Enklawa to w gruncie rzeczy bardzo dobre rozwiązanie.

Wszedł na strony Vermus Adv. i rozpoczął półgodzinną sesję profilerską, oglądając składanki materiałów reklamowych i odpowiadając na czas na wyrafinowane pytania. Krew kapała z prawej dłoni na senspad. Wyjął z kieszeni padu rękawiczkę białego elastyku, po czym naciągnął ją na kikut w charakterze prowizorycznego bandaża. Wyglądał teraz jak komiksowy kaleka-szwarccharakter. Zimny blask ledekranu oślepiał go. Gdy posławszy Qurantowi aluzyjne zapytanie (znalazł Juliusa w spisie stanowym), przeciągnął się i obejrzał na Marinę, ujrzał tylko chmurę czarnych ciem.

Marina, Marina… do zmroku jakieś dziesięć godzin, jeśli przez ten czas nie dojdziesz do siebie, będę musiał cię zostawić, nie uniósłbym cię daleko.

Sorry, Vittorio, żaden ze mnie Cień.

Gdy źrenice mu się zakomodowały (nie prosił diabła o pomoc), zobaczył, że w międzyczasie obróciła się na bok. Teraz czuł zapach jej cierpienia, być może nieco przytłumiony przez Necropolis, które stanowiło dziedzinę śmierci, gdzie nie cierpi i nie raduje się nikt. Hunt odłożył ledpad (ponownie rozwinąwszy jego ekran), pochylił się nad Mariną. W odruchowej reakcji mięśni na wysoką temperaturę kuliła się do formy modlitewno-embrionalnej. Obrócił do światła jej głowę. Na czole i szyi miała ceglaste wybroczyny. Kiedy przesunął lewą dłoń nad jej wargami, szybki, krótki oddech Vassone prawie go sparzył, naprawdę zabolało. Normalny człowiek już by nie żył – ale ona, nieprawy pomiot Cienia, cierpiała. Czuł także woń ciepłego moczu. Nacisnąwszy na jej powieki sprawdził fazę snu: REM koszmarów. Zginała palce we wpółzaciśnięte pięści, niczym niemowlę.

Skonsultowawszy się z diabłem (był przeciw), wyszedł w zimną ciemność tunelu metra, z ledpadem owiniętym wokół prawego przedramienia, jego cienkim ekranem wygiętym w wachlarzowatą kryzę – substytut latarki. Było to tego rodzaju światło, które najwięcej daje cieni. Szedł przy ścianie, z dala od szyn, Lucyfer prowadził.

Na zamkniętym peronie nie było nikogo, jeśli nie liczyć trupa zwierznicy – wiedział, że to zwierznica, bo miała odgryzione wszystkie palce u rąk i nóg, była naga – oraz gorącej monady.

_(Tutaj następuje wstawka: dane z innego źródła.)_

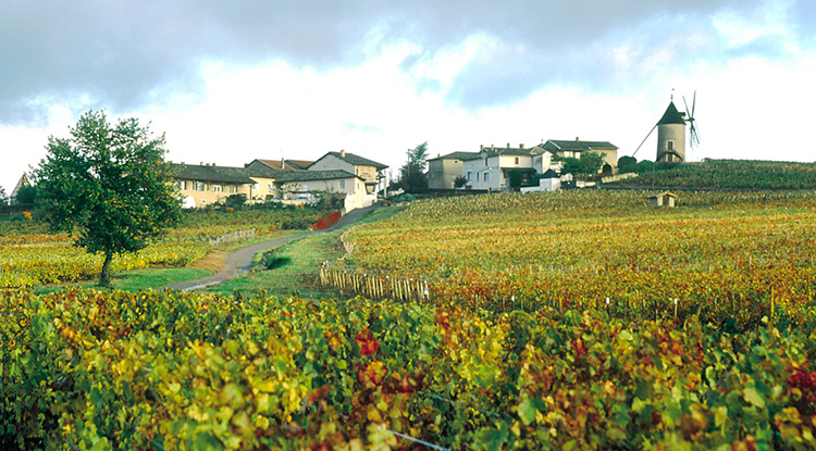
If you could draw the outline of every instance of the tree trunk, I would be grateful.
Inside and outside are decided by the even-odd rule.
[[[99,286],[108,288],[111,286],[111,260],[113,260],[113,252],[104,252],[104,263],[102,263],[102,272],[99,273]]]

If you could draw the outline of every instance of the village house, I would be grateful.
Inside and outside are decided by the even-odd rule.
[[[362,177],[343,170],[287,171],[280,175],[275,185],[284,201],[311,202],[317,200],[316,192],[342,195],[344,212],[376,202],[376,196],[368,193]]]
[[[376,192],[385,188],[385,176],[382,172],[387,167],[385,164],[341,150],[339,152],[329,152],[319,158],[307,167],[307,171],[341,170],[360,177],[366,183],[366,192],[369,197],[366,201],[368,206],[376,202]]]
[[[428,160],[428,187],[454,189],[456,178],[462,176],[463,161],[478,154],[478,152],[453,152]]]
[[[306,161],[306,160],[288,160],[288,159],[281,159],[281,160],[262,160],[262,159],[256,159],[252,160],[251,163],[246,164],[245,166],[251,166],[256,164],[262,164],[271,170],[277,170],[277,171],[306,171],[309,165],[314,163],[313,161]]]
[[[178,188],[186,209],[201,209],[223,201],[231,195],[252,198],[255,180],[244,167],[213,164],[170,163],[170,176]]]
[[[462,160],[462,176],[471,189],[504,189],[512,185],[515,176],[519,177],[520,186],[537,186],[536,174],[546,172],[552,163],[553,154],[541,146],[482,147],[479,153]]]
[[[557,158],[580,159],[583,152],[604,153],[604,165],[601,173],[613,174],[618,166],[618,147],[608,141],[582,141],[576,138],[571,140],[549,139],[542,146]]]

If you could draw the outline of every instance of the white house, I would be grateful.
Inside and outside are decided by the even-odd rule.
[[[360,177],[366,184],[364,206],[369,206],[376,202],[376,192],[385,188],[385,176],[382,172],[387,167],[385,164],[341,150],[319,158],[307,167],[307,171],[345,171]]]
[[[462,160],[462,176],[471,189],[498,190],[514,185],[537,186],[536,174],[546,172],[553,154],[541,146],[526,149],[524,145],[511,148],[482,147],[473,156]]]

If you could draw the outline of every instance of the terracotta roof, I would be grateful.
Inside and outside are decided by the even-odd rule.
[[[584,152],[588,150],[618,150],[618,147],[609,141],[549,139],[544,143],[544,149],[552,150],[554,152]]]
[[[652,196],[647,197],[646,199],[655,199],[655,198],[659,198],[659,197],[663,197],[663,196],[668,196],[668,197],[670,197],[670,198],[675,198],[675,199],[678,199],[677,195],[676,195],[676,193],[673,193],[673,192],[671,192],[671,191],[663,191],[663,192],[658,192],[658,193],[656,193],[656,195],[652,195]]]
[[[313,161],[306,161],[306,160],[287,160],[284,159],[281,160],[263,160],[258,159],[261,163],[265,164],[267,166],[273,168],[273,170],[281,170],[281,171],[298,171],[298,170],[305,170],[309,167],[310,164],[314,163]]]
[[[187,180],[254,184],[244,167],[170,163],[170,176]]]
[[[428,159],[428,161],[433,160],[468,160],[472,156],[479,156],[479,152],[452,152],[446,155],[436,156],[435,159]]]
[[[360,178],[348,171],[285,171],[277,181],[311,181],[311,180],[336,180],[338,178]],[[362,178],[360,178],[362,179]]]
[[[325,155],[319,158],[318,161],[323,160],[324,158],[326,158],[329,155],[336,156],[336,158],[338,158],[338,159],[341,159],[341,160],[343,160],[343,161],[345,161],[347,163],[354,164],[355,166],[374,166],[378,171],[381,171],[381,170],[384,170],[384,168],[388,167],[385,164],[378,163],[378,162],[375,162],[373,160],[369,160],[367,158],[363,158],[363,156],[360,156],[360,155],[355,155],[354,153],[348,153],[348,152],[343,152],[343,153],[341,153],[341,152],[329,152]],[[314,163],[317,163],[318,161],[316,161]],[[314,164],[314,163],[312,163],[312,164]],[[311,166],[311,164],[310,164],[310,166]]]
[[[515,148],[515,147],[485,147],[481,152],[472,153],[471,156],[463,158],[462,160],[478,160],[482,158],[482,154],[486,154],[487,158],[496,155],[510,155],[510,156],[532,156],[543,153],[544,148],[541,146],[531,147],[529,149]],[[469,153],[469,152],[461,152]]]

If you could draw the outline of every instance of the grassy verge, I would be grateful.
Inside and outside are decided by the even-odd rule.
[[[351,226],[381,221],[403,210],[405,206],[383,206]],[[208,291],[232,295],[238,290],[251,295],[264,290],[268,295],[279,297],[297,295],[301,299],[337,298],[336,291],[325,290],[319,286],[318,274],[321,263],[343,256],[345,250],[339,237],[351,226],[310,235],[282,246],[269,253],[269,270],[257,267],[245,277],[210,287]],[[257,259],[257,263],[259,261],[260,258]]]
[[[123,271],[113,275],[111,288],[125,291],[139,291],[159,288],[178,281],[206,277],[211,271],[193,267],[152,267],[146,270]],[[67,287],[98,288],[98,280],[79,281],[76,284],[61,284],[39,286],[35,288],[37,295],[61,291]]]

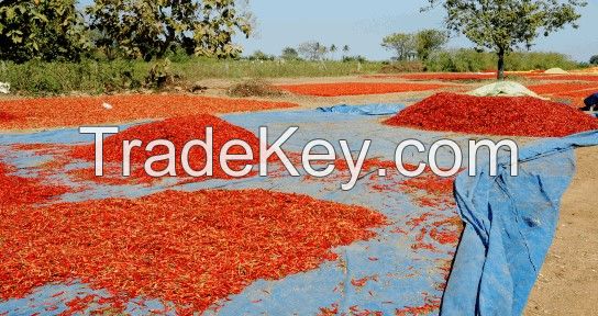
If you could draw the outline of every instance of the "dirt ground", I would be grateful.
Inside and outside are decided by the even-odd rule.
[[[577,173],[524,315],[598,315],[598,148],[576,151]]]

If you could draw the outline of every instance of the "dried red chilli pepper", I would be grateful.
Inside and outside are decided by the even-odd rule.
[[[340,82],[340,83],[304,83],[278,86],[279,89],[302,95],[339,97],[383,94],[409,91],[428,91],[444,88],[443,84],[424,83],[384,83],[384,82]]]
[[[530,97],[438,93],[385,121],[392,126],[467,134],[562,137],[598,129],[598,120]]]

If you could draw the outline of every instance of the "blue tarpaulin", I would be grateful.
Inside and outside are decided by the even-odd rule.
[[[573,148],[598,145],[598,131],[547,139],[520,151],[511,177],[487,165],[462,173],[455,196],[465,230],[442,315],[520,315],[552,244],[561,198],[575,172]]]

Monada zamąciła go, ledwo minął trzeci filar. A czemu by nie? – pomyślał. No czemu? Przecież okropnie to wygląda. Słabe, rozdrobnione peryferie ciała, obscenicznie zeń wysuwane. Zgubią mnie, zdradzą, rozpadnę się. Przydepnął lewą dłoń, ale wyrostki nie chciały odejść. Co za ohyda! Uderzył o słup. Z chmury bólu wyszedł wściekły czart. – Wyrwę ci serce! – Przerażony, rzucił się Nicholas w tył – i wyszedł spod monady.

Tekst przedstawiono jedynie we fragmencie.